The Democratic-led Senate Armed Services Committee passed its version of the fiscal year 2012 defense authorization bill on June 16, setting up a tug-of-war over nuclear weapons policy with the Republican-led House of Representatives, which passed its version May 26. The House and Senate versions of the bill differ significantly on nuclear policy directives to the Obama administration, which has threatened to veto the House bill.

The White House on May 24 issued a Statement of Administration Policy on the House bill, objecting to sections that “impinge on the President’s authority to implement the New START Treaty and to set U.S. nuclear weapons policy.” In particular, the administration found that section 1055, which would limit the president’s ability to implement reductions under the New Strategic Arms Reduction Treaty, would “set onerous conditions” on the president’s ability to “retire, dismantle, or eliminate non-deployed nuclear weapons.” The conditions include the completion of new nuclear weapons production facilities, which is not expected until the mid-2020s. “The effect of this section would be to preclude dismantlement of weapons in excess of military needs,” the White House said.

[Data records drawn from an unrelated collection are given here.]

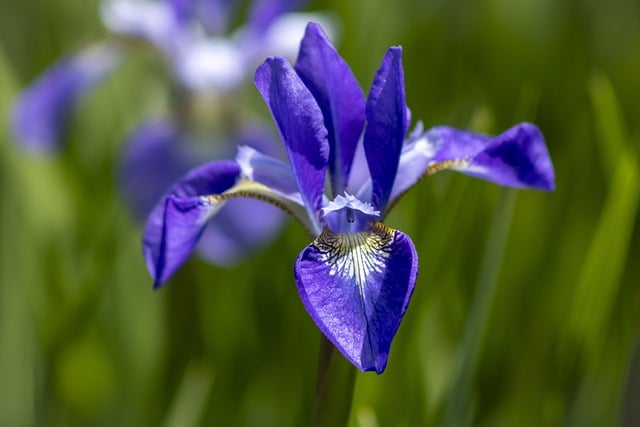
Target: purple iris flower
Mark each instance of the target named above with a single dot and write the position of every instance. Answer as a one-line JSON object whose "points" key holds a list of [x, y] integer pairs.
{"points": [[357, 276], [208, 63]]}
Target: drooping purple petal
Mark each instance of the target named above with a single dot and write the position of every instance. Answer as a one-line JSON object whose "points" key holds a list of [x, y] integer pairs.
{"points": [[170, 235], [301, 126], [41, 112], [268, 171], [155, 156], [357, 287], [517, 158], [386, 125], [238, 229], [339, 96]]}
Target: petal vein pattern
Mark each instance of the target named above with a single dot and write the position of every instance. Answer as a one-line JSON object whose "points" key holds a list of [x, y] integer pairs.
{"points": [[357, 287]]}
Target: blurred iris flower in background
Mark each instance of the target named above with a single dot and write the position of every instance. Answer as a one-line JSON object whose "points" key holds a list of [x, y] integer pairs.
{"points": [[208, 64], [356, 278]]}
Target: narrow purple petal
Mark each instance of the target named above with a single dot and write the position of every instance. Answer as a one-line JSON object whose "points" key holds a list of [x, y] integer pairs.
{"points": [[301, 126], [386, 126], [41, 112], [516, 158], [357, 287], [170, 235], [339, 96]]}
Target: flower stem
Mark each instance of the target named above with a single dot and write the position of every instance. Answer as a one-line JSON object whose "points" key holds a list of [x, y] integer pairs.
{"points": [[334, 387]]}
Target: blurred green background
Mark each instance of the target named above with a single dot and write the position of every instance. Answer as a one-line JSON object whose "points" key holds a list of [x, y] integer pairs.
{"points": [[527, 306]]}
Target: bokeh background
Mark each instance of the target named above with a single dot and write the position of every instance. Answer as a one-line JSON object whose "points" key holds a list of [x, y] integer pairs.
{"points": [[527, 307]]}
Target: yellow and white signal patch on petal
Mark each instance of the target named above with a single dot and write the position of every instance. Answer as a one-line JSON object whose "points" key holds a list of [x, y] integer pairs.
{"points": [[357, 286], [356, 256]]}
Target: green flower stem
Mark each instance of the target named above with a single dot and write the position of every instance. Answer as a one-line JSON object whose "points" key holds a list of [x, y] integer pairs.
{"points": [[334, 387]]}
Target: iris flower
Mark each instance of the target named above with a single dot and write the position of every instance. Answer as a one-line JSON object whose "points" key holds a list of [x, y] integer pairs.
{"points": [[207, 63], [357, 276]]}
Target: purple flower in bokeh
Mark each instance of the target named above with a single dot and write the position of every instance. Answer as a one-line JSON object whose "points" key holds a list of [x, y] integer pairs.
{"points": [[357, 276], [208, 63]]}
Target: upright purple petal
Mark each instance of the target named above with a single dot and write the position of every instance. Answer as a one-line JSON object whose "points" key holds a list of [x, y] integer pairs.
{"points": [[339, 96], [386, 126], [178, 219], [42, 110], [357, 287], [516, 158], [301, 126]]}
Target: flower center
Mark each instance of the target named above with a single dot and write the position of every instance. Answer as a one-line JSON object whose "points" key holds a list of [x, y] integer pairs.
{"points": [[348, 214]]}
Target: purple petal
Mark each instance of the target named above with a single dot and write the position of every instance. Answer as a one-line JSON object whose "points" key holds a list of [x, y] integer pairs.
{"points": [[268, 171], [357, 287], [339, 96], [516, 158], [301, 127], [386, 126], [177, 220], [154, 157], [41, 112], [241, 226]]}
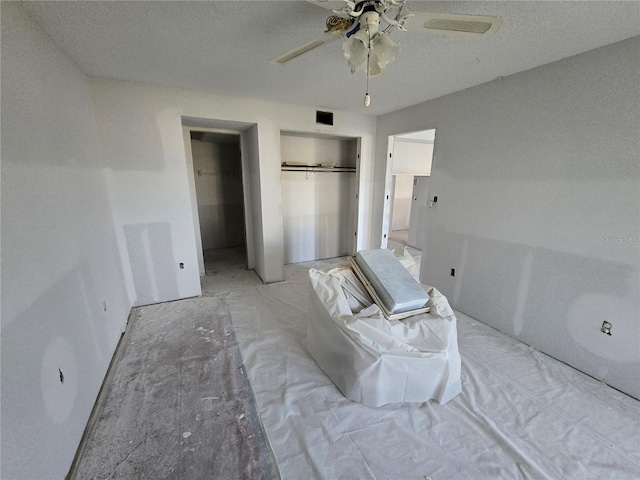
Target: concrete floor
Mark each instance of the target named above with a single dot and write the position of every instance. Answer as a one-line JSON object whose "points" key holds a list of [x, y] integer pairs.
{"points": [[177, 403]]}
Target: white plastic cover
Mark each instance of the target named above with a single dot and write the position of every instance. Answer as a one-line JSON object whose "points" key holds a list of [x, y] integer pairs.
{"points": [[375, 361]]}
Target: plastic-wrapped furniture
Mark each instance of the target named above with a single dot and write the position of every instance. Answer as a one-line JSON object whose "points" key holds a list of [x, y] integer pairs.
{"points": [[375, 361]]}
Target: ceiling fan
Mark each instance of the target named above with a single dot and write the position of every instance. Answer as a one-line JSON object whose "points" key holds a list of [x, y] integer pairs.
{"points": [[366, 24]]}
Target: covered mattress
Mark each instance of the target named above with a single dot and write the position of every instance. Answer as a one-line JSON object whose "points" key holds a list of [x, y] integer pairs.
{"points": [[376, 361]]}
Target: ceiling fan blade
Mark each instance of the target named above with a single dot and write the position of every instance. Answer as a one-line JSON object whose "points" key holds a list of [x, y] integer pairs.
{"points": [[453, 24], [328, 4], [328, 37]]}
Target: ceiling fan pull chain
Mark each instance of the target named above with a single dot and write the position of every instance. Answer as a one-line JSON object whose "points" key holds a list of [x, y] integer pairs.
{"points": [[367, 97]]}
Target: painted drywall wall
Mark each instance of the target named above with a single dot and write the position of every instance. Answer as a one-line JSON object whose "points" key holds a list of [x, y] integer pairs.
{"points": [[538, 206], [420, 202], [402, 201], [63, 301], [218, 182], [140, 132]]}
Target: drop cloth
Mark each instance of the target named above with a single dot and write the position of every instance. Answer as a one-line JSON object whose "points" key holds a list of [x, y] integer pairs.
{"points": [[521, 414], [375, 361]]}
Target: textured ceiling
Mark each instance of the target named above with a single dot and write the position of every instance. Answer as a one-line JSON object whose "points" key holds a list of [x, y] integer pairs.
{"points": [[224, 47]]}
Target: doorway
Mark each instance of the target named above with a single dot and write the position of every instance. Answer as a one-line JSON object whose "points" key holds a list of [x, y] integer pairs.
{"points": [[411, 156], [218, 179]]}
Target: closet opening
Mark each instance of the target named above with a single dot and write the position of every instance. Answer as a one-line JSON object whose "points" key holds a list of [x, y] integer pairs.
{"points": [[319, 178]]}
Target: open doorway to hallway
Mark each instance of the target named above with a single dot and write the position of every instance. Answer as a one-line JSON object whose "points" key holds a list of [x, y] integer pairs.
{"points": [[411, 155]]}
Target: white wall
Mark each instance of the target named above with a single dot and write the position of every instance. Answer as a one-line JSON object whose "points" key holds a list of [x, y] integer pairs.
{"points": [[60, 260], [218, 183], [539, 207], [411, 157], [402, 201], [140, 131]]}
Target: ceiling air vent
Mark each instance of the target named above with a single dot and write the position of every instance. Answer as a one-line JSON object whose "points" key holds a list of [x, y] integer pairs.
{"points": [[457, 25]]}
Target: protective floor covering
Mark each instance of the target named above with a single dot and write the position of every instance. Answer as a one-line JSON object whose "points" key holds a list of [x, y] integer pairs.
{"points": [[521, 414]]}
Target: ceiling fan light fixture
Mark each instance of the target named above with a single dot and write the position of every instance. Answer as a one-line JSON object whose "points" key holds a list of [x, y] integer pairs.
{"points": [[356, 50], [384, 51]]}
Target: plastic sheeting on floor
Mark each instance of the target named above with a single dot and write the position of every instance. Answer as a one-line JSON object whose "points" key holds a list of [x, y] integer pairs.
{"points": [[521, 414], [375, 361]]}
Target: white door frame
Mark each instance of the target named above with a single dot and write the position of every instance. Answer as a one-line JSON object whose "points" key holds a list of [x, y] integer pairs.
{"points": [[186, 130]]}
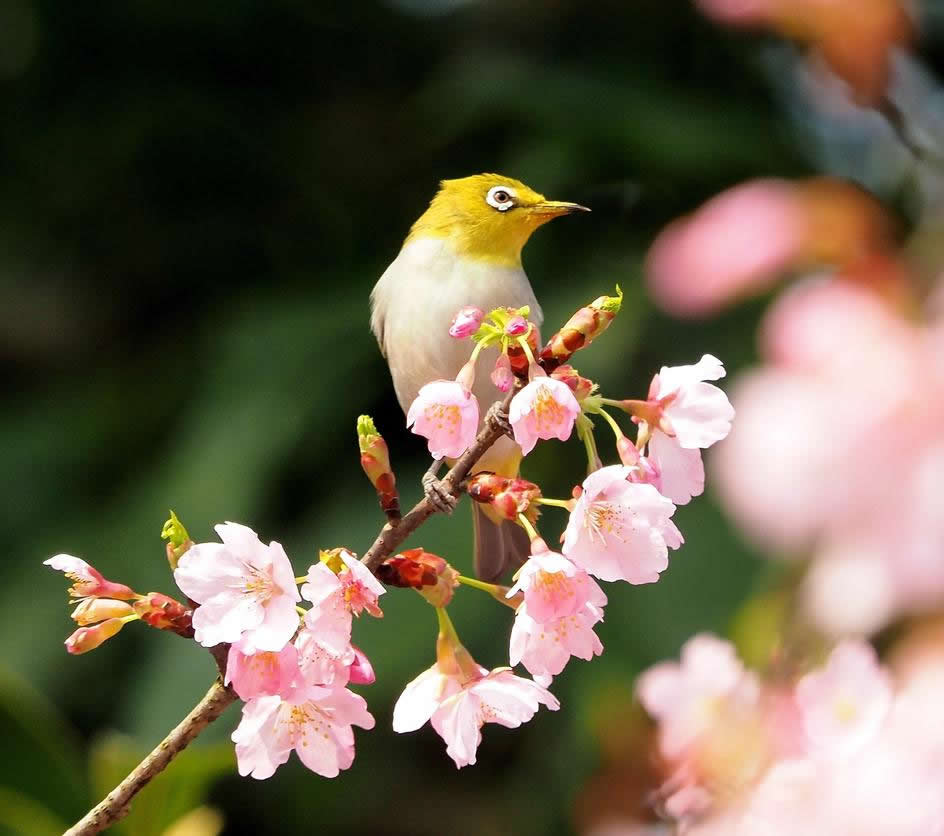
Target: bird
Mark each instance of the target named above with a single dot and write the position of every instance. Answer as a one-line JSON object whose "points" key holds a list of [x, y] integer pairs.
{"points": [[464, 250]]}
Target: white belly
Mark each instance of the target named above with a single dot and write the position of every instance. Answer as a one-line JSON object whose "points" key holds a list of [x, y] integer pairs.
{"points": [[414, 303]]}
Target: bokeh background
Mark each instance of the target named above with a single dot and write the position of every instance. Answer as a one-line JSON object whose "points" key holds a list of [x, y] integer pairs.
{"points": [[195, 200]]}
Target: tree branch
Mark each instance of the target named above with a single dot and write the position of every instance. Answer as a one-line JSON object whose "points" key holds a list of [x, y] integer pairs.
{"points": [[115, 805], [391, 537]]}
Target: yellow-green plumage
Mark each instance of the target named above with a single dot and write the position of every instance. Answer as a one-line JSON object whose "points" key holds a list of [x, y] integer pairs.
{"points": [[464, 250]]}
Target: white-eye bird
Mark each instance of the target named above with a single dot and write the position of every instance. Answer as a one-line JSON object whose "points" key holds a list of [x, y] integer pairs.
{"points": [[465, 249]]}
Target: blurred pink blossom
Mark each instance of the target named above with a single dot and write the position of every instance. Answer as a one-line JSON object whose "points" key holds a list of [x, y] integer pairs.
{"points": [[738, 243]]}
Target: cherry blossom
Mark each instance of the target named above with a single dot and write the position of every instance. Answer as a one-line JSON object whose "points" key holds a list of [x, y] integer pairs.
{"points": [[446, 413], [844, 704], [554, 587], [620, 530], [457, 706], [262, 673], [545, 408], [245, 589], [688, 697], [315, 722], [695, 413], [544, 648]]}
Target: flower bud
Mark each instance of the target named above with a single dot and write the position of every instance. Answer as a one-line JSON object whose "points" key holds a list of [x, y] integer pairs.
{"points": [[87, 581], [375, 460], [508, 497], [580, 330], [466, 322], [92, 610], [423, 571], [582, 387], [88, 638], [502, 375], [178, 540], [164, 613]]}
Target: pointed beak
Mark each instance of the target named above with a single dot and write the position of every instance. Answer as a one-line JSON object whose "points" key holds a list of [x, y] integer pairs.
{"points": [[554, 208]]}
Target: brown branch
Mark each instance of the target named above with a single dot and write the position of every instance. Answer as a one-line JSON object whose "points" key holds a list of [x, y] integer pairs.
{"points": [[391, 537], [115, 805]]}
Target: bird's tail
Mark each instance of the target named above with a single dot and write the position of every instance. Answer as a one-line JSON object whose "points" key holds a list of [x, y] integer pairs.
{"points": [[499, 545]]}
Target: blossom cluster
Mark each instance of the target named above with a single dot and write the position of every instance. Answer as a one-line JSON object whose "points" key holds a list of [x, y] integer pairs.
{"points": [[294, 666], [844, 749]]}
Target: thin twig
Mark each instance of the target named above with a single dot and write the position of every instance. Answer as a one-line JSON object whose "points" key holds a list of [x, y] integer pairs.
{"points": [[116, 805], [391, 537]]}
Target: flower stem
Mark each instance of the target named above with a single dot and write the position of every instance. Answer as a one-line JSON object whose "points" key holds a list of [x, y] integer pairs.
{"points": [[527, 350], [585, 431], [116, 804], [526, 525], [612, 422], [490, 588], [557, 503]]}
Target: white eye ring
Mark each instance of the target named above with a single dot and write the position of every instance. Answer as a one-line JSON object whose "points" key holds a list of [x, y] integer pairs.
{"points": [[501, 198]]}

The Senate committee bill would require the secretary of defense to submit reports on the “military effectiveness” of U.S. nuclear delivery systems and on the number of nuclear weapons in the “deployed and non-deployed stockpiles, including each category of non-deployed weapons.”

However, the bill would not set conditions for nuclear arsenal reductions.

No date has been set for the full Senate to vote on the bill. Sen. Jon Kyl (R-Ariz.) has said he may offer amendments to the bill that would mirror the House language more closely. To become law, the House and Senate defense authorization bills must be reconciled, and the resulting legislation must be passed by both chambers and signed by the president.